Ao participar do seminário que reuniu muitos dos que passaram pela pasta da Fazenda, Ricupero destacou o controle da inflação como grande feito da economia brasileira. “O desafio da inflação ficou pra trás”, disse Ricupero, que conduziu a pasta da Fazenda de março a setembro de 2004.

“Esse desafio ficou pra trás. Acho que temos aqui economistas que participaram de duas vertentes de uma curva pela qual passou a economia do Brasil. Uma descendente, na qual o Brasil sempre caminhava para trás, sempre caía. A outra, ascendente, que é a que nós estamos vivendo agora”, destacou.

Ricupero teve que deixar o ministério devido ao desgaste de ter dito que “o que é bom a gente mostram o que é ruim a gente esconde”. A frase foi proferida em um momento em que o ministro se preparava para uma entrevista e acreditava que as câmeras estavam ainda desligadas.

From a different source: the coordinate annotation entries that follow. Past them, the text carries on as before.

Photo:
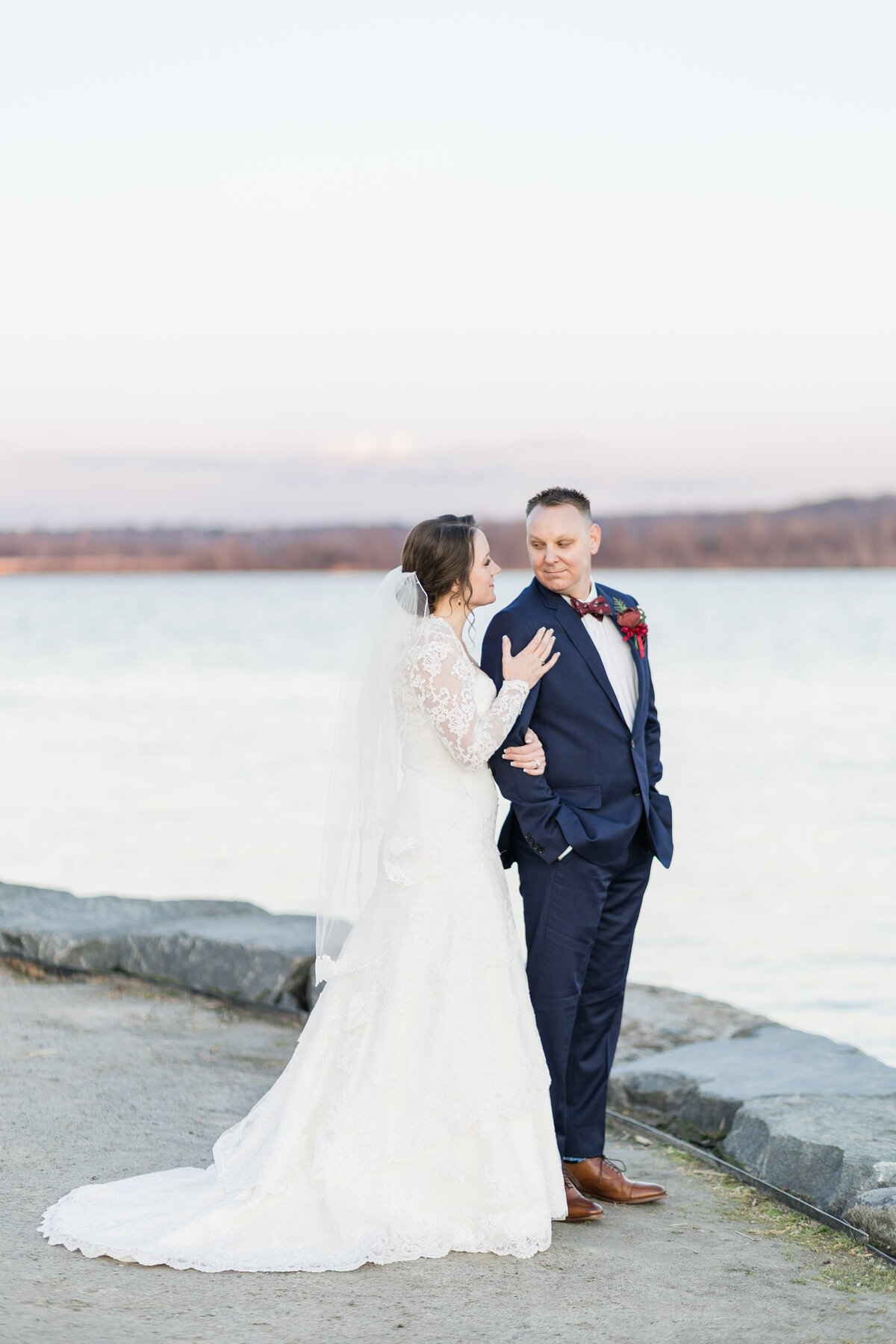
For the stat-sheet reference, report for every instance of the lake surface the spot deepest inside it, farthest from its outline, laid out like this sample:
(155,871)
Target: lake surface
(169,735)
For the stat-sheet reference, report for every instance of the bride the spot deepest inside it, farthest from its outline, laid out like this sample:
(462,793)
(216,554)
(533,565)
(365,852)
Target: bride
(413,1119)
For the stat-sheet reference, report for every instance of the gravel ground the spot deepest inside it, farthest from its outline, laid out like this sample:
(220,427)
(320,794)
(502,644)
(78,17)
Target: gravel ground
(108,1078)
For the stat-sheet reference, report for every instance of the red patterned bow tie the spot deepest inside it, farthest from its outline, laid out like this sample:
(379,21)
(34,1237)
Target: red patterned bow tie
(600,606)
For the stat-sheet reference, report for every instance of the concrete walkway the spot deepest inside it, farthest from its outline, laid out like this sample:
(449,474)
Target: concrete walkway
(108,1078)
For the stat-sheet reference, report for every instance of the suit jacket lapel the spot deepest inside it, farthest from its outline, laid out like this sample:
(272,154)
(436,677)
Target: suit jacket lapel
(641,706)
(574,626)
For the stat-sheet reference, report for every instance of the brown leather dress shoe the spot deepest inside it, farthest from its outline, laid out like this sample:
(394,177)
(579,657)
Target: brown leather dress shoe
(579,1207)
(598,1176)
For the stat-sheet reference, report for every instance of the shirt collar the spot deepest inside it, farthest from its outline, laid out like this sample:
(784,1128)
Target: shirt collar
(593,593)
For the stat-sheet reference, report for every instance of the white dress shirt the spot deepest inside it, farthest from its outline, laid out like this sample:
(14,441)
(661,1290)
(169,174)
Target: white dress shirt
(615,656)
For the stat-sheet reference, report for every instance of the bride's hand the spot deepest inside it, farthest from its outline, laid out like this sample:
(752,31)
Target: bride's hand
(528,759)
(531,663)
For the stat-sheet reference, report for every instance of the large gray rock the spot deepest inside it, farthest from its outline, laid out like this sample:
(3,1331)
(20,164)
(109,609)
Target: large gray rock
(809,1115)
(875,1213)
(220,947)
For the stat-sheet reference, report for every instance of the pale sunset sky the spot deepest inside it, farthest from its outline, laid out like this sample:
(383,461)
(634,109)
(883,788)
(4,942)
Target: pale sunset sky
(279,262)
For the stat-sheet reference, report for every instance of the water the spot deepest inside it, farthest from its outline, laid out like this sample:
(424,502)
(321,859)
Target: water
(168,735)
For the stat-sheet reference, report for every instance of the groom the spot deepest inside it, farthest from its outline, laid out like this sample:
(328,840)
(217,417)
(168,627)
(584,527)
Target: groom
(585,833)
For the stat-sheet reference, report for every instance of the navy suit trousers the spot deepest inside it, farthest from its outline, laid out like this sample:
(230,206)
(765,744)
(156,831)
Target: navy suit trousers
(579,930)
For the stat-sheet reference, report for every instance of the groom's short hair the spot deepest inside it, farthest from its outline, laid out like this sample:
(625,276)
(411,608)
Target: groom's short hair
(559,495)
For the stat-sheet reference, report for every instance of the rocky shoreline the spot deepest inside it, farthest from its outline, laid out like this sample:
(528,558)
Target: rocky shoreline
(813,1116)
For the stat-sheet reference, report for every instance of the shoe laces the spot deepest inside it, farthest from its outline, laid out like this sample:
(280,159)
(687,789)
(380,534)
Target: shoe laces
(617,1167)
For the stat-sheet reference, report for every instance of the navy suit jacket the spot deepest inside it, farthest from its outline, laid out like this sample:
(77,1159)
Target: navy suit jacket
(601,777)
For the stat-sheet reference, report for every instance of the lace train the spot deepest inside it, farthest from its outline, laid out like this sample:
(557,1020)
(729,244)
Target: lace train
(413,1117)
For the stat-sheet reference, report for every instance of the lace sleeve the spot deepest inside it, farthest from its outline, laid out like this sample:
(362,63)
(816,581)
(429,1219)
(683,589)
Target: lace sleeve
(441,683)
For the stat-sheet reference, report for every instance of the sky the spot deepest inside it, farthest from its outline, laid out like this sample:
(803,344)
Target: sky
(282,264)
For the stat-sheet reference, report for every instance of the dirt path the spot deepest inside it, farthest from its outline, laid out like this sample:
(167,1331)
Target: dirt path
(107,1078)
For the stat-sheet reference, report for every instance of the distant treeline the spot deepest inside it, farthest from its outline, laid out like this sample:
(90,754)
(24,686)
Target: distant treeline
(845,532)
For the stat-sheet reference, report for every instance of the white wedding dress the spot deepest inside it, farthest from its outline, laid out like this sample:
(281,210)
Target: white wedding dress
(413,1119)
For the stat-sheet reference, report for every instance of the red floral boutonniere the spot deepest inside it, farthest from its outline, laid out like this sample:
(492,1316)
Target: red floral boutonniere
(632,623)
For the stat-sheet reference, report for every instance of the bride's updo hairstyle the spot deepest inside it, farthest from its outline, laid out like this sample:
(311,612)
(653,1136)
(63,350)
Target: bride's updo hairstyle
(440,551)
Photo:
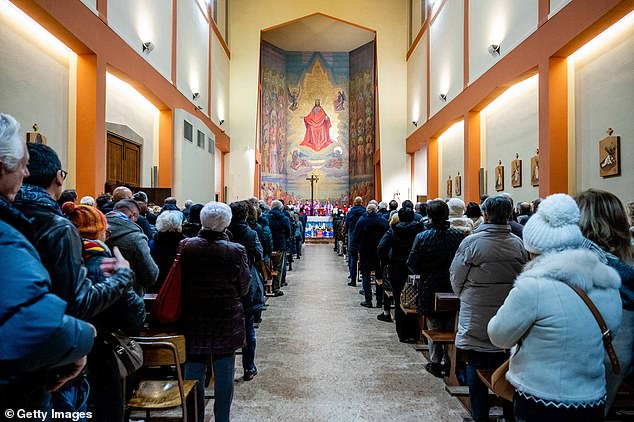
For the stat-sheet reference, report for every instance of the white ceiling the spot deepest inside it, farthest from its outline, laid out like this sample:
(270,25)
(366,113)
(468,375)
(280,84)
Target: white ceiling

O economista se situou na fase descendente da economia e, segundo ele, em sua fase mais crítica. Ele confessou ter sentido medo de aceitar a pasta da Fazenda. Na época, Ricupero era ministro do Meio Ambiente. “Itamar queria que eu fosse para Fazenda. Eu não queria, não por humildade, mas por medo”, destacou.

Na opinião do ex-ministro, o clímax dessa curva e o fator que determinou sua reversão foi o lançamento do real. O grande sucesso da nova moeda, de acordo com Ricupero se deu mais em função da aceitação da sociedade.

“O Plano Real teve a vantagem de valorizar a mediação com a sociedade e usou uma linguagem singela, objetiva, clara, proporcionando informação, evitando o uso do ‘economês’. Demos informações e isso sem agências de publicidade. O que foi importante naquela época foi que a nação se converteu a idéia de que a estabilidade monetária era importante”, lembrou.


“Seria paternalismo dizer que nós ensinamos. Não foi assim. As pessoas já sabiam de forma confusa. Nós só tornamos essas idéias claras, explícitas”, disse o ex-ministro. A calmaria das agências bancárias no dia do lançamento do plano veio como um alívio para a apreensão do ministro.

“Naquele primeiro de julho de 1994 percorri várias agencias de Brasília e das cidades satélites e vi que estava tudo calmo. Foi uma sexta-feira. Nós tínhamos até planejado abrir os bancos no fim de semana para evitar tumultos e vimos que não havia mesmo necessidade, pois no Brasil todo o que ocorreu foi um clima de tranqüilidade. A sociedade entendeu porque teve informação clara. Não teve medo de confisco, de medidas arbitrárias e mirabolantes”, disse o ex-ministro.

Ricupero ainda destacou que para a formação do Plano Real muitos conhecimentos e erros dos planos lançados até então foram aproveitados. “As pessoas que passaram pela experiência do cruzado aprenderam alguma coisa”, destacou.